Van Hove singularity and spontaneous Fermi surface symmetry breaking in Sr3Ru2O7

TL;DR

This paper models the Fermi surface symmetry breaking in Sr3Ru2O7 under magnetic fields, explaining metamagnetic transitions and associated thermodynamic anomalies without requiring a quantum critical point.

Contribution

It introduces a simple model capturing Fermi surface symmetry breaking and metamagnetic transitions in Sr3Ru2O7, emphasizing the role of van Hove singularities and magnetic field tuning.

Findings

Fermi surface symmetry breaking occurs in both spin bands with different order parameters.

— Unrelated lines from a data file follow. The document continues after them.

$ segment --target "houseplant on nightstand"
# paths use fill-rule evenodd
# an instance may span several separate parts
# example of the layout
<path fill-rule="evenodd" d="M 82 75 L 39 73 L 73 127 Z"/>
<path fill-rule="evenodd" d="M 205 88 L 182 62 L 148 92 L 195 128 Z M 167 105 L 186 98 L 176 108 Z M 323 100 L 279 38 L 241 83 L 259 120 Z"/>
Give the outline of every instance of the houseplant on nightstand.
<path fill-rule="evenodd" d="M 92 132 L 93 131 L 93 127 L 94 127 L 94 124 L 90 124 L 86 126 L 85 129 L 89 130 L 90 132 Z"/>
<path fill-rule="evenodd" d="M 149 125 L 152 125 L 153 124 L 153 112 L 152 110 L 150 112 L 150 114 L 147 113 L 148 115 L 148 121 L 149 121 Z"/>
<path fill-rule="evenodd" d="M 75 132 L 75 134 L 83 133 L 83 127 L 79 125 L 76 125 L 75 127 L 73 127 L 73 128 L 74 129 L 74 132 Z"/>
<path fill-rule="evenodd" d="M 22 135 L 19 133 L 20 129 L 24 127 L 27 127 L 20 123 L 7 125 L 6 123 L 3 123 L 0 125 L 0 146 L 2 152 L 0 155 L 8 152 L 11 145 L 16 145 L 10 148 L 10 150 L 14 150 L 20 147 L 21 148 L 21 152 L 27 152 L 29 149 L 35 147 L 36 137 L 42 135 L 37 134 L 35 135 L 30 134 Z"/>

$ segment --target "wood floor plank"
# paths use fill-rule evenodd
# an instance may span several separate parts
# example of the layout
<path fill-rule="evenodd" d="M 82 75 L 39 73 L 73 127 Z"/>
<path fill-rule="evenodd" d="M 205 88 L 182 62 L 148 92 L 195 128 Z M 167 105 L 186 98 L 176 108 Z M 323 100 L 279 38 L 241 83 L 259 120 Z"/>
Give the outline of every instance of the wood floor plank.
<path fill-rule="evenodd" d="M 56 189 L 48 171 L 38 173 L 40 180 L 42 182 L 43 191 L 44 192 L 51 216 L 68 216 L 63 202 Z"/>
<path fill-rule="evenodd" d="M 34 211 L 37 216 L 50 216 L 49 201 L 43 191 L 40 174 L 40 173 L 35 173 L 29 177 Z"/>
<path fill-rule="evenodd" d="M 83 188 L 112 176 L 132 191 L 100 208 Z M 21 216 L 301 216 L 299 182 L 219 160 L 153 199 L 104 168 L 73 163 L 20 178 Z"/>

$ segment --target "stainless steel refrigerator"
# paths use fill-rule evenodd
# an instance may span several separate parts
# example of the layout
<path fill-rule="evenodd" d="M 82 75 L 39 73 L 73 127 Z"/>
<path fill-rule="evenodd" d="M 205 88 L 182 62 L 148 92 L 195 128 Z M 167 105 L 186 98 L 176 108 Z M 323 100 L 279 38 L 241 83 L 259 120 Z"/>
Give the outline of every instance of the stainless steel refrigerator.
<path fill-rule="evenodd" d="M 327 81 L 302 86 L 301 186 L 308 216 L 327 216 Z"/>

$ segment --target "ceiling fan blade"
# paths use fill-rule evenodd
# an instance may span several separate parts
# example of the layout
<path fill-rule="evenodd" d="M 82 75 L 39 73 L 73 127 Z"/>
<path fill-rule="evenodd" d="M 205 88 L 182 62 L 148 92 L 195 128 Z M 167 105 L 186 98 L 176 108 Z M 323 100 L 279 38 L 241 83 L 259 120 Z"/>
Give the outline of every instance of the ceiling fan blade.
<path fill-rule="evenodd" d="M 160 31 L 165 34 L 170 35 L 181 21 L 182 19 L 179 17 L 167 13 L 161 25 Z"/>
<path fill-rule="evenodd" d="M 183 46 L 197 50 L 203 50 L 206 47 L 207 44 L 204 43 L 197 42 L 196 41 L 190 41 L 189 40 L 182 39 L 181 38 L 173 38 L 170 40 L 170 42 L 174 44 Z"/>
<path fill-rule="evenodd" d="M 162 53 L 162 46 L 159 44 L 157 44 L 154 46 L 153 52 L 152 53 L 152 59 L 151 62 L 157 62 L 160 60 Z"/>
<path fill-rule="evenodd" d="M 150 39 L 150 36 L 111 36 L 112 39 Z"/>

The transition changes from second order at high T to first order at low T, linked to metamagnetism.

Strong temperature dependence of susceptibility and specific heat, including a log T divergence at van Hove filling.

Abstract

The most salient features observed around a metamagnetic transition in Sr3Ru2O7 are well captured in a simple model for spontaneous Fermi surface symmetry breaking under a magnetic field, without invoking a putative quantum critical point. The Fermi surface symmetry breaking happens in both a majority and a minority spin band but with a different magnitude of the order parameter, when either band is tuned close to van Hove filling by the magnetic field. The transition is second order for high temperature T and changes into first order for low T. The first order transition is accompanied by a metamagnetic transition. The uniform magnetic susceptibility and the specific heat coefficient show strong T dependence, especially a log T divergence at van Hove filling. The Fermi surface instability then cuts off such non-Fermi liquid behavior and gives rise to a cusp in the susceptibility and a specific heat jump at the transition temperature.